From spooky serifs to bloodcurdling black letters, we bring you seven deadly fonts for the scariest date in your diary, 31 October. And to inspire any related projects you might be working on.
No Halloween-themed project is complete without some scary, spooky lettering to bring your designs to life (or should that be death?). And there are plenty of fonts out there on a horror theme.
But you don't want to go too cheesy, lest you reduce your creative work to the level of Microsoft clip art. Instead, you want sophisticated, high-quality typefaces that nonetheless convey the right level of dark drama and supernatural sensation.
To help you out, we've unearthed some earth-shattering fonts from various first-class foundries. All of these typefaces have the chops to summon the spirit of 31 October but also have the flexibility and broad appeal that can be used through the rest of the year too.
1. JAF Herb by Just Another Foundry
Perfect for spooky ghost stories, JAF Herb is based on 16th-century cursive broken scripts and printing types. Originally designed by Tim Ahrens, it features connecting letterforms that are rather tightly spaced. The idea was to develop a typeface with the properties of Blackletter without evoking any negative connotations. The design retains the complex, humane character of fraktur without appearing conservative, aggressive or intolerant.
2. Specter by MCKL
On its homepage, Specter uses the story of Hamlet as its sample text. And this constructed geometric sans, whose letterforms seem to resemble cut paper laying on top of each other, seems perfect for typesetting murderous tales of times gone by. Originally developed as a custom typeface for design firm Knock, Inc and inspired by Granby, Metro, and Tempo, its 90° sheared terminals allow for tight typesetting.
3. Lucifer by Nguyen Gobber
Lucifer has a menacing appearance with sharp, expressive serifs and an overall organic look. It was inspired by the hand-lettering of Swiss designer Robert Stöcklin in his poster for the Schweizer Mustermesse Basel in 1924. Its expressive aesthetic excels in wordmarks, headlines, and poster designs. It works well in running text, too, making it a great workhorse for all occasions.
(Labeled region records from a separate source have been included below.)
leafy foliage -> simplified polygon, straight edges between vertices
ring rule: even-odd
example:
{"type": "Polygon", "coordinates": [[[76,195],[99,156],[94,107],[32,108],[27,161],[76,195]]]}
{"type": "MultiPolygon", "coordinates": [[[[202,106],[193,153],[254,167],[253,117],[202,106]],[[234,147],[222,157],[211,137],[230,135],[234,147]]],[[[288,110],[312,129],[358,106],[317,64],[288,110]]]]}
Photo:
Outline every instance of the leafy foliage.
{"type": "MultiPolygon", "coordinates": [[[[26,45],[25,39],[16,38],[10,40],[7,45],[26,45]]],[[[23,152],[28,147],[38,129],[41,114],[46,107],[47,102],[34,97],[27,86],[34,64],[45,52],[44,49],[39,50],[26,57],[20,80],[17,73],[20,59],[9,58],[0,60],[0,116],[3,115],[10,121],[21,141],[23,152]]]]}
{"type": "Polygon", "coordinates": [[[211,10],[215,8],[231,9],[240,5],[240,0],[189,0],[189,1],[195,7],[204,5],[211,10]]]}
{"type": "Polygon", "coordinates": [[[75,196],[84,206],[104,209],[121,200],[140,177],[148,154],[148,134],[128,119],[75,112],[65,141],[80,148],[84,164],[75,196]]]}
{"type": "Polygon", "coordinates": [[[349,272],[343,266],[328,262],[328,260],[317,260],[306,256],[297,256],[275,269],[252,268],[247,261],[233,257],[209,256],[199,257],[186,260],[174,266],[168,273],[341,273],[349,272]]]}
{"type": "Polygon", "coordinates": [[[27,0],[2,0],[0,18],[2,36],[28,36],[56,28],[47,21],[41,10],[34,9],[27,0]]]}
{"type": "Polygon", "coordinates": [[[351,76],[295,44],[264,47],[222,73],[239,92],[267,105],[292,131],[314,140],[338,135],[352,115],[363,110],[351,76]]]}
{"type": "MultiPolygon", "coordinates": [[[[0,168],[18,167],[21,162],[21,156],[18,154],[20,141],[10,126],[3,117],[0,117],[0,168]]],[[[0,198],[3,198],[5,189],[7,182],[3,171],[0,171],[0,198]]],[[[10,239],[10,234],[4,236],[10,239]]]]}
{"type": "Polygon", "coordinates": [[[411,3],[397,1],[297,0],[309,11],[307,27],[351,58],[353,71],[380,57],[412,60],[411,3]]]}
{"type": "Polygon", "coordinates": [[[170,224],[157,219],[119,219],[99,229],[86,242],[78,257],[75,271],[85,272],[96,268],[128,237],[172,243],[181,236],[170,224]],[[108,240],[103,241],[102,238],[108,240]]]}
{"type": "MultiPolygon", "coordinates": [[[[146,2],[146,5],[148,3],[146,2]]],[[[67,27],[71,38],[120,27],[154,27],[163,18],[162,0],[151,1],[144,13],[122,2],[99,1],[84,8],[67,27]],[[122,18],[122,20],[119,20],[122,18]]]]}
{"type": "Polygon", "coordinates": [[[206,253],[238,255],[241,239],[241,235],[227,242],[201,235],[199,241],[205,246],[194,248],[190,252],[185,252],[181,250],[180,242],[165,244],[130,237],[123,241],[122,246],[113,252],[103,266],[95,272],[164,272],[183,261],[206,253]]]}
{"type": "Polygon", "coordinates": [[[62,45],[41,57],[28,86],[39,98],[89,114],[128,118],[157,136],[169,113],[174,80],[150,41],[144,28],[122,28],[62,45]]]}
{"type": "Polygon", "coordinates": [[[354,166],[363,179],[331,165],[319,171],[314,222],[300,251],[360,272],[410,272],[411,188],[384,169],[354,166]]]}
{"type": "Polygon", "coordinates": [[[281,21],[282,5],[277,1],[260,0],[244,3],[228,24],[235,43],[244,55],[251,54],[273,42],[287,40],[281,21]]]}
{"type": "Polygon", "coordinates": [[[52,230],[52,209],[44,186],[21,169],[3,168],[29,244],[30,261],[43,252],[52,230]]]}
4. Widescreen by Dalton Maag
Widescreen was originally designed for a fictional company that, in the words of creators Dalton Maag, "outwardly looks benevolent but ultimately has a dark side". At first glance, it's a traditional sans serif with an Art Deco feel. Yet below the surface, it has an alter ego; an ultra-wide, almost Brutalist design hidden at the other end of its variable font width axis.
5. Maelstrom by Klim
There's a perverse charm to Maelstrom that makes it perfect for any Halloween project. This reversed-stress typeface's razor-thin spacing is striking, forming narrow strips of light sparkling through the black mass. Meanwhile, its companion font, Maelstrom Sans, offers a similarly uneasy mix of heavy horizontals and spindly diagonals that make it feel fragile like it could splinter at any moment.
6. Hades by DSType
Hades is a dark, contemporary blackletter for short, eye-catching headlines. Designed by Dino dos Santos and released in 2012, its incised forms and dynamic angles make for the kind of dramatic impact that instantly summons the spirit of the underworld. Open type features include fractions, standard ligatures and discretionary ligatures.
7. CWM by A2-TYPE
Infused with the spirit of totalitarian terror, CWM by A2-TYPE was inspired by the typography, poster design and printed ephemera from the Cold War era. It was created in 2008 as the principal typeface for 'Cold War Modern: Design 1945–1970', a catalogue published by the V&A Museum in London. The font has since been updated with the addition of two contrasting weights.